In the absence of the widespread implementation of the jobs, education and housing programs the Kerner Commission had imagined, poverty and crime increased in many vulnerable neighborhoods. The fact that the strategies federal policymakers developed to fight the wars on crime and drugs proved to have the opposite impact in the low-income communities of color they targeted is one of the most disturbing ironies in the history of American domestic policy.
Meanwhile, community-based public safety efforts championed by the Kerner Commission were often ignored or underfunded by policymakers and law enforcement.
This choice led to tragic failures. In 1978, Black police officers in the Afro-American Patrolman’s League united with residents of Chicago’s Robert Taylor Homes — a massive housing project plagued by violent crime — to form the League to Improve the Community, which developed ambitious programs to address drug abuse, youth crime and gang violence with education, counseling and job training. They applied to the Department of Housing and Urban Development (HUD) for at least $600,000 to fund these programs and unarmed resident patrols.
HUD promptly rejected the League’s proposal. Instead, the Carter administration allocated $3.4 million, matched by an additional $2 million from the city of Chicago, to install security cameras, vandal-proof mailboxes, metal bars and barbed wire fences, and to expand the housing project’s police force. As violence persisted, recreational facilities, health-care services and basic infrastructure continued to deteriorate until the project was demolished beginning in 1998.

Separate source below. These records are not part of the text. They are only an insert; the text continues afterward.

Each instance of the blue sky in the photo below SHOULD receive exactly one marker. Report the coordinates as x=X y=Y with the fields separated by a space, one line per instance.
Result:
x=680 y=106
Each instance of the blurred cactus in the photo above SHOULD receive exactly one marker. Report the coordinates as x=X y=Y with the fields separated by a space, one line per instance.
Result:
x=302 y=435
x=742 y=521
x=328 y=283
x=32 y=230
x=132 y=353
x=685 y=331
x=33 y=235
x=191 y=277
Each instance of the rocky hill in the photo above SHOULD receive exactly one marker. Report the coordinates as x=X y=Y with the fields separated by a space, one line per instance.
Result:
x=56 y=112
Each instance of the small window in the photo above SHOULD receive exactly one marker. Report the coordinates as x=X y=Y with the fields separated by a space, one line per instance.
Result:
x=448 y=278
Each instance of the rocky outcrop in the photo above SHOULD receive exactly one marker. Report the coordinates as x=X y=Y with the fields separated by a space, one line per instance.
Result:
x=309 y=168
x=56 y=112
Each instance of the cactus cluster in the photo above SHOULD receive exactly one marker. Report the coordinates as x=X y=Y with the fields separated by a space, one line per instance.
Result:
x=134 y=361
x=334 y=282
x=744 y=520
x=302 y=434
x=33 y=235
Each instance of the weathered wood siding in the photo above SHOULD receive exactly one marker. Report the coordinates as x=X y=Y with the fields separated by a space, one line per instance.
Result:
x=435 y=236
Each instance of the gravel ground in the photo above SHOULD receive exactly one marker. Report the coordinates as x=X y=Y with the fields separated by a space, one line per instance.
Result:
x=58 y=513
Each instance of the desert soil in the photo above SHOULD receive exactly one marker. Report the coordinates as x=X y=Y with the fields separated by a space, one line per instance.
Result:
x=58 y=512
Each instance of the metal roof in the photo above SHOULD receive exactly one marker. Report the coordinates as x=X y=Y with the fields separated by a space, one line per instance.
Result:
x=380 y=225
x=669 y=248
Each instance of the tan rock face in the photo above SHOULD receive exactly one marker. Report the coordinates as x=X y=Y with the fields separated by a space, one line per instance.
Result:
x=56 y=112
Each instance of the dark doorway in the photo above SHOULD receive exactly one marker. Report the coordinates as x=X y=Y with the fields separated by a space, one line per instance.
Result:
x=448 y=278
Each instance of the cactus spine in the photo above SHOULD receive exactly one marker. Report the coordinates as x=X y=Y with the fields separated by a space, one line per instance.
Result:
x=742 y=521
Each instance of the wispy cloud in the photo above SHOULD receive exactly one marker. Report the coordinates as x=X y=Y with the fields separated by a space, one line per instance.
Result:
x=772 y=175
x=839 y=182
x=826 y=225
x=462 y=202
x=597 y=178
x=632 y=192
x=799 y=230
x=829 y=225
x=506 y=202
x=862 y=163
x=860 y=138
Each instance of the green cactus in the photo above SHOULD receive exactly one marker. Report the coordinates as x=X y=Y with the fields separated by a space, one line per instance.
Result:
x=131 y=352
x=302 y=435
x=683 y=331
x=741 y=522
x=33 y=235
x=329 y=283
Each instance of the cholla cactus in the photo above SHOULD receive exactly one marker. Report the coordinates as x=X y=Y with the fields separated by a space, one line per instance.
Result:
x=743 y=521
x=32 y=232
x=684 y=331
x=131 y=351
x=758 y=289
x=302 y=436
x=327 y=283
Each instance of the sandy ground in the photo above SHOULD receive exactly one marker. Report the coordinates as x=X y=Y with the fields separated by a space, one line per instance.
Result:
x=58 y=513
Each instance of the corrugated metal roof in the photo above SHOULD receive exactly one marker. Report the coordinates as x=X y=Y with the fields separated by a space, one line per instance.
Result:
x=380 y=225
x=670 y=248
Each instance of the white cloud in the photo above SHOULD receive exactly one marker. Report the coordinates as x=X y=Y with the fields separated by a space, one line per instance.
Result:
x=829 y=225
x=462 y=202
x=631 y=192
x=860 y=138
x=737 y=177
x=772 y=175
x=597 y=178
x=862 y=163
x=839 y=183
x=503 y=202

We must not make the mistake of overlooking such promising efforts again. Today, community groups from Oakland Power Projects in the Bay Area to the Detroit Justice Center are asking for funding and political support for work they are already doing to keep their communities safe. With more than 50 years of hindsight, we know the punitive policy path has only exacerbated inequality and incited racial divisions. The unpursued alternative — focusing on the conditions themselves and encouraging widespread community participation — not only is cost effective but also has the potential to make all Americans safer. Reversing the misguided policies of the past is the first step toward a more equitable future.